Late Shift centers around a young man named Matt as he begins his…late shift as a parking lot valet. Everything suddenly goes wrong as he gets caught up in a heist scheme trying to retrieve an expensive porcelain cup. Despite being thrust into a harrowing situation, it becomes clear that greater forces are at work, as a night job is never as easy as it looks.

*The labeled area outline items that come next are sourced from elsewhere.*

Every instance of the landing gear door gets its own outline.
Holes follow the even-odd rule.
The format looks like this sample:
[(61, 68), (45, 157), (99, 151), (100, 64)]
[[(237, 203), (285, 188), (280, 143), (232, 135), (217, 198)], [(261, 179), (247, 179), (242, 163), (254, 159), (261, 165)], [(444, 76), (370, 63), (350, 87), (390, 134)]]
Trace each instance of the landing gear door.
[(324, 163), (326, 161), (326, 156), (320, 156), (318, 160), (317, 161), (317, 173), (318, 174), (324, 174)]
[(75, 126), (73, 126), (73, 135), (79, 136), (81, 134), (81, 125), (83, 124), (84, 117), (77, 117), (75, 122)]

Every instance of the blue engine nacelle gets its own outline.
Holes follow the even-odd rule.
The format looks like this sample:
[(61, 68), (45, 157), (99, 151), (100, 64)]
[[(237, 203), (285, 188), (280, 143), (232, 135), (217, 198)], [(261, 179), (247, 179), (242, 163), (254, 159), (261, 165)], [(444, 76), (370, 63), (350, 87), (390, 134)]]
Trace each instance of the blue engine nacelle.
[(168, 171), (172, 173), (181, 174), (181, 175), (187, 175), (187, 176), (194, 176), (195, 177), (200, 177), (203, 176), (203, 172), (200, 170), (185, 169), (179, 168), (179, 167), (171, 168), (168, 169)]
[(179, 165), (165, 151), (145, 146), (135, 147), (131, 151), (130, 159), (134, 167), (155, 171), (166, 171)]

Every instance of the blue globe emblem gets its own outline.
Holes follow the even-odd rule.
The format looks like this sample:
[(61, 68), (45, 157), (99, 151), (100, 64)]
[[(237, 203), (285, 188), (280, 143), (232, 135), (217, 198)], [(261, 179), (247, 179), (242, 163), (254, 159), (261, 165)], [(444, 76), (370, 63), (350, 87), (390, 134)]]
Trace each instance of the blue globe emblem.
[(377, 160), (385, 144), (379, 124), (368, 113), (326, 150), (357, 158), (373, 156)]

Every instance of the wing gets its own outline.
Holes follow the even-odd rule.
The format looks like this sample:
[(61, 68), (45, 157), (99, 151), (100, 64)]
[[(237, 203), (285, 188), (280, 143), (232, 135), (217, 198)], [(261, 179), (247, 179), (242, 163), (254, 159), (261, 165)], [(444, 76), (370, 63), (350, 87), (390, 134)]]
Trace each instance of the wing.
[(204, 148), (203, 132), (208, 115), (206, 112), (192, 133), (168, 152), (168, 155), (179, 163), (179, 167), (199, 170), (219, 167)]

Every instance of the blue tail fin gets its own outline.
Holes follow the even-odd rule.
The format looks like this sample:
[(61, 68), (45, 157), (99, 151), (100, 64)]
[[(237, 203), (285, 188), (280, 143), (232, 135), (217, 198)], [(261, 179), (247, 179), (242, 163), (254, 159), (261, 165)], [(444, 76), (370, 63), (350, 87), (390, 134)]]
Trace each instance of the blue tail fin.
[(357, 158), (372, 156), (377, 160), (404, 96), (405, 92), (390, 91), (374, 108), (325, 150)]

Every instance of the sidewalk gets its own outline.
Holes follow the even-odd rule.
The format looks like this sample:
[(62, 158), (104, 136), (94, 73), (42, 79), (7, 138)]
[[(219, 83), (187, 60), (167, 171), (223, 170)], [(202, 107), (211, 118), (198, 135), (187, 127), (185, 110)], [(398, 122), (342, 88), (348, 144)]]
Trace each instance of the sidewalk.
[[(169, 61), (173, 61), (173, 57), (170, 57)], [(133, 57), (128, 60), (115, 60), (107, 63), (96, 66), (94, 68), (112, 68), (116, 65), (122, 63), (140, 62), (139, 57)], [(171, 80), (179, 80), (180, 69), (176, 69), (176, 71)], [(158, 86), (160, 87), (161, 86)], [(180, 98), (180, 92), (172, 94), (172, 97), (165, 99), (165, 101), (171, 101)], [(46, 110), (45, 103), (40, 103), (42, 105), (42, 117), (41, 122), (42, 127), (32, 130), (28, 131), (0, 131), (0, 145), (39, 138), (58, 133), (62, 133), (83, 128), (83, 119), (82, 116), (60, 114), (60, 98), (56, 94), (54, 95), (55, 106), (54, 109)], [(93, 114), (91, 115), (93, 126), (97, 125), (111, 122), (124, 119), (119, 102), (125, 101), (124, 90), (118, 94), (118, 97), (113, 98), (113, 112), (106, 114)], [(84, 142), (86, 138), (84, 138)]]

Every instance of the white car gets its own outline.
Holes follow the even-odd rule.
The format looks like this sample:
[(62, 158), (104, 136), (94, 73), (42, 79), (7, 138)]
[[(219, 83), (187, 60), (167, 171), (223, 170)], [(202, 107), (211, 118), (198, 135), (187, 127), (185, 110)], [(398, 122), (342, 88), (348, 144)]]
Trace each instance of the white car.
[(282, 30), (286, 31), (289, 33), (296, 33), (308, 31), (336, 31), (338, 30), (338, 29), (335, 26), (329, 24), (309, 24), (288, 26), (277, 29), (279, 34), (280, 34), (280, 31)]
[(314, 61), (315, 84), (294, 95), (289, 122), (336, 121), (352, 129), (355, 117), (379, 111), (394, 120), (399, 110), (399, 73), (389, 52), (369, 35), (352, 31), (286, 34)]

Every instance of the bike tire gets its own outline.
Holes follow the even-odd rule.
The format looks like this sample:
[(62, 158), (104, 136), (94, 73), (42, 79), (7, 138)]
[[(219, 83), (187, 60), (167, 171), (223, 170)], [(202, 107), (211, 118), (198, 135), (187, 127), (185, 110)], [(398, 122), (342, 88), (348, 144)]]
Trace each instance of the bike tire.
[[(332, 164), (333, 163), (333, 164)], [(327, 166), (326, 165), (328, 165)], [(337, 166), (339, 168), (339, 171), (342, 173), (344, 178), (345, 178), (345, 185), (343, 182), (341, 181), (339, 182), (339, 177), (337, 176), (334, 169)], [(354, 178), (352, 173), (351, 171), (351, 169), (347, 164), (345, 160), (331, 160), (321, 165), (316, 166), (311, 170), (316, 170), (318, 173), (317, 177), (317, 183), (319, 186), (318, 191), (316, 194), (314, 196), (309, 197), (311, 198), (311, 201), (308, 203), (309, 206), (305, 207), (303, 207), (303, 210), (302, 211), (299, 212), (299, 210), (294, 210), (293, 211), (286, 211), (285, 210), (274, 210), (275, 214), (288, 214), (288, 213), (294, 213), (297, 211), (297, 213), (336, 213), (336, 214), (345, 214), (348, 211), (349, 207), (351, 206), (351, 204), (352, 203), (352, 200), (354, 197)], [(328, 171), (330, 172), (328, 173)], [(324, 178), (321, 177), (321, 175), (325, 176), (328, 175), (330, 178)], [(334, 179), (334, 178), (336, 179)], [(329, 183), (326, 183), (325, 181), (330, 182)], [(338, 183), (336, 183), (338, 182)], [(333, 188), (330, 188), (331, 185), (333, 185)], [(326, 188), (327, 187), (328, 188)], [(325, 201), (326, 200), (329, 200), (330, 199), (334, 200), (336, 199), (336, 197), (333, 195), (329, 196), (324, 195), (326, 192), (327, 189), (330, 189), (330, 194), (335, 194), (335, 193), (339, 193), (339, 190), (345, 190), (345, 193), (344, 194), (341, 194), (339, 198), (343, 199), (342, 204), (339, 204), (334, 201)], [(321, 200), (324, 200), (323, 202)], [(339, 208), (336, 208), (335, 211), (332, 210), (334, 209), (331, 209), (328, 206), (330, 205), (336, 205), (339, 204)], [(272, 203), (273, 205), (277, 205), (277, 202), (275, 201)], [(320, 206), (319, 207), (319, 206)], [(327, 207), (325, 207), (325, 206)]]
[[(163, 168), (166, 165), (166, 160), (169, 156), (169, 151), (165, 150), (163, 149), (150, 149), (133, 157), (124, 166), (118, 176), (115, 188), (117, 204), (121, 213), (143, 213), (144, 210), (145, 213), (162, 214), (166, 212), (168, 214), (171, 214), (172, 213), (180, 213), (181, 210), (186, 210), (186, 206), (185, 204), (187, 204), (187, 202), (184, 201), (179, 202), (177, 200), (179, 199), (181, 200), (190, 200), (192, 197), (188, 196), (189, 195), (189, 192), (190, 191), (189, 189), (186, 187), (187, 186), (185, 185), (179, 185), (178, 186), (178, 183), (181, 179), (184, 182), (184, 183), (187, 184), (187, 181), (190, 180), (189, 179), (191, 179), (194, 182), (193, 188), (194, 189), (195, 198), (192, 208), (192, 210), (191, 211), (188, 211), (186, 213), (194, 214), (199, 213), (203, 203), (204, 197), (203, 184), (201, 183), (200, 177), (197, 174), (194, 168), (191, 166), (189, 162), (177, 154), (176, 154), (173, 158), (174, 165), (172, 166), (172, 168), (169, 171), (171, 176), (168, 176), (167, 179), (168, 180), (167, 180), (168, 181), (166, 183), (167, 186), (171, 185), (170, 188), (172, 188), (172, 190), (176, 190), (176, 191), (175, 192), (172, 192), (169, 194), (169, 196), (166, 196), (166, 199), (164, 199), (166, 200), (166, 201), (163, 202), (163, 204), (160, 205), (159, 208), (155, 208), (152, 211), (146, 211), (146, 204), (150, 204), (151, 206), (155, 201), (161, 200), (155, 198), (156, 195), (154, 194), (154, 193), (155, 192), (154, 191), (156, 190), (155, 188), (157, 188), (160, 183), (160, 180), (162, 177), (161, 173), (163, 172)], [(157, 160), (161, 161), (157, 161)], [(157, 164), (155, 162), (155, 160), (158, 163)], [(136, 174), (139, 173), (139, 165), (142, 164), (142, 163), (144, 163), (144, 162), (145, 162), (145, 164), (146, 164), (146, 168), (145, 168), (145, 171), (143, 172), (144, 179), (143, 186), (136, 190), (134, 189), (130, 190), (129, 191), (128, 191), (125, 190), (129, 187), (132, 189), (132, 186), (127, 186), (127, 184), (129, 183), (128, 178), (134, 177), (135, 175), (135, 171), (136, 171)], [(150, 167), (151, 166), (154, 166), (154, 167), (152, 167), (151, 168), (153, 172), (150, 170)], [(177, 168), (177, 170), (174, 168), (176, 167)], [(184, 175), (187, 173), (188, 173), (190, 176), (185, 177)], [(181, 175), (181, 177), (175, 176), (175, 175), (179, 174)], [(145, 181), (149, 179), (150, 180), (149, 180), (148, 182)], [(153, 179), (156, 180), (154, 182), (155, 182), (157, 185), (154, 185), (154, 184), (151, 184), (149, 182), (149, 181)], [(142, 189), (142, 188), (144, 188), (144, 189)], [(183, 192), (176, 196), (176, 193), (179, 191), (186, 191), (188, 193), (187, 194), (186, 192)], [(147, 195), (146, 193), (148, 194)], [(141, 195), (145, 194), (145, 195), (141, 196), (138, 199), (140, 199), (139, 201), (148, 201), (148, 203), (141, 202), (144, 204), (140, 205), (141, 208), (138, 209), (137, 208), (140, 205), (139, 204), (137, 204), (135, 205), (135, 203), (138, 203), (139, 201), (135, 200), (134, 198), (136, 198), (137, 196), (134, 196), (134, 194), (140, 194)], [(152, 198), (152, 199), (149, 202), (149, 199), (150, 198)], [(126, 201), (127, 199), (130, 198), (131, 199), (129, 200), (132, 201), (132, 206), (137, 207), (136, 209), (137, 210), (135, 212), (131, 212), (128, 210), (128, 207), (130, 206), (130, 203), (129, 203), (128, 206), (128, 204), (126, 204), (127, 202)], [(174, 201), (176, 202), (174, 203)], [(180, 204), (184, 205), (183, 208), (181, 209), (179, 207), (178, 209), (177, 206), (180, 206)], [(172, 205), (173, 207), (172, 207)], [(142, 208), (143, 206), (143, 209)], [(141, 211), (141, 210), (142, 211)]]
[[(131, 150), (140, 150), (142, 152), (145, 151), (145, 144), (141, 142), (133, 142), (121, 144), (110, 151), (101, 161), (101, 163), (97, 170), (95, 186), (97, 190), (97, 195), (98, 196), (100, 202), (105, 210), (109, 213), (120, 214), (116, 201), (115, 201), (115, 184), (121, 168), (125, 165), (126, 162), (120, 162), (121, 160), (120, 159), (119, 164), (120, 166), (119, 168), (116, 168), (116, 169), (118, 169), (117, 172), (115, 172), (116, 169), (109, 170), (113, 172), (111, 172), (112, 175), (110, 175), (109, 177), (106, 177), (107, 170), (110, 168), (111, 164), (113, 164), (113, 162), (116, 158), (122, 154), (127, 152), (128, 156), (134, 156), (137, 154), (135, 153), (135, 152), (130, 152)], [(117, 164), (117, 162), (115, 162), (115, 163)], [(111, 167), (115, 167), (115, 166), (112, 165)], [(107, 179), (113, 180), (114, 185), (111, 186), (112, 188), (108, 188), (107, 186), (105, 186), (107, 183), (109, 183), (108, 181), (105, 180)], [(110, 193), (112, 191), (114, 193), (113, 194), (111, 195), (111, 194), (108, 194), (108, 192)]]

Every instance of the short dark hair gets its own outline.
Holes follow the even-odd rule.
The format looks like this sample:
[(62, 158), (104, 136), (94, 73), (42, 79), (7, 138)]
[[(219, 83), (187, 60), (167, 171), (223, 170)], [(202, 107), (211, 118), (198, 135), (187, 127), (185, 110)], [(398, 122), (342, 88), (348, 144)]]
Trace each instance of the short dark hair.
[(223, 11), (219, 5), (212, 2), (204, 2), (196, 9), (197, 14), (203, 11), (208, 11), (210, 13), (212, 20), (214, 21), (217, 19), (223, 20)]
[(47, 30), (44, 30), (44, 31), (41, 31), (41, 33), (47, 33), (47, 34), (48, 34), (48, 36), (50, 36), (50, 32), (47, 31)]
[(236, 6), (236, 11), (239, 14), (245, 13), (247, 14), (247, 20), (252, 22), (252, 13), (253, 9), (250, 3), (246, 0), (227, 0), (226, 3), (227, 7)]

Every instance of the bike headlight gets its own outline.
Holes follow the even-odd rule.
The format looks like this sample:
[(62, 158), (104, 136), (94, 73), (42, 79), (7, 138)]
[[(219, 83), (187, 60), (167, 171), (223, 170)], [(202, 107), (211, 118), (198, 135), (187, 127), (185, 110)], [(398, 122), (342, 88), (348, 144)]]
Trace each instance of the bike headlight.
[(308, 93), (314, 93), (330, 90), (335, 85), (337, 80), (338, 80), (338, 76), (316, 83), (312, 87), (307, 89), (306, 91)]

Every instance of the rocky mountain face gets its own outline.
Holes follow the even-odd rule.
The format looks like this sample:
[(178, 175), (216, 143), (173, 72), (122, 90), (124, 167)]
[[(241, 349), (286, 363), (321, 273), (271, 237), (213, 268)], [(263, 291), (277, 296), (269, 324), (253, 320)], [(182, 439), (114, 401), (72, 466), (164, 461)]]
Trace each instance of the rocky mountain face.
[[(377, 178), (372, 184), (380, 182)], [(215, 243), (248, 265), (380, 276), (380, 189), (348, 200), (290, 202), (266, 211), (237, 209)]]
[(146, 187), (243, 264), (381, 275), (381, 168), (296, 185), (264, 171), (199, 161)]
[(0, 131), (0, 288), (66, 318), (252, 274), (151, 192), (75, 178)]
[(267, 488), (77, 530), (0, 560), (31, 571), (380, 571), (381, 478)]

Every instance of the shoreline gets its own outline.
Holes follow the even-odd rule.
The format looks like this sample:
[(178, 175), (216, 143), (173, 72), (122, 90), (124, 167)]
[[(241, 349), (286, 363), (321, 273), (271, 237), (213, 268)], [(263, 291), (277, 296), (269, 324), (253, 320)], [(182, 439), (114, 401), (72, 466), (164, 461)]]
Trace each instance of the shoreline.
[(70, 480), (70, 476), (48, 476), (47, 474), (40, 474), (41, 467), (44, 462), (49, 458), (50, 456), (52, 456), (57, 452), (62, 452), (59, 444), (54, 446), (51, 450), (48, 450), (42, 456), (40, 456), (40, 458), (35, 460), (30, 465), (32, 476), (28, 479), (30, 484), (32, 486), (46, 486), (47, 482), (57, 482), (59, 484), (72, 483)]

Strictly from a gameplay perspective, Late Shift is barely a video game. The player is given a choice between one of two or three options a few times throughout the story, sometimes going minutes without a choice. Depending on the playthrough, you can go several minutes without interacting with the game, letting you sit back and watch these actors showcase a narrative for you.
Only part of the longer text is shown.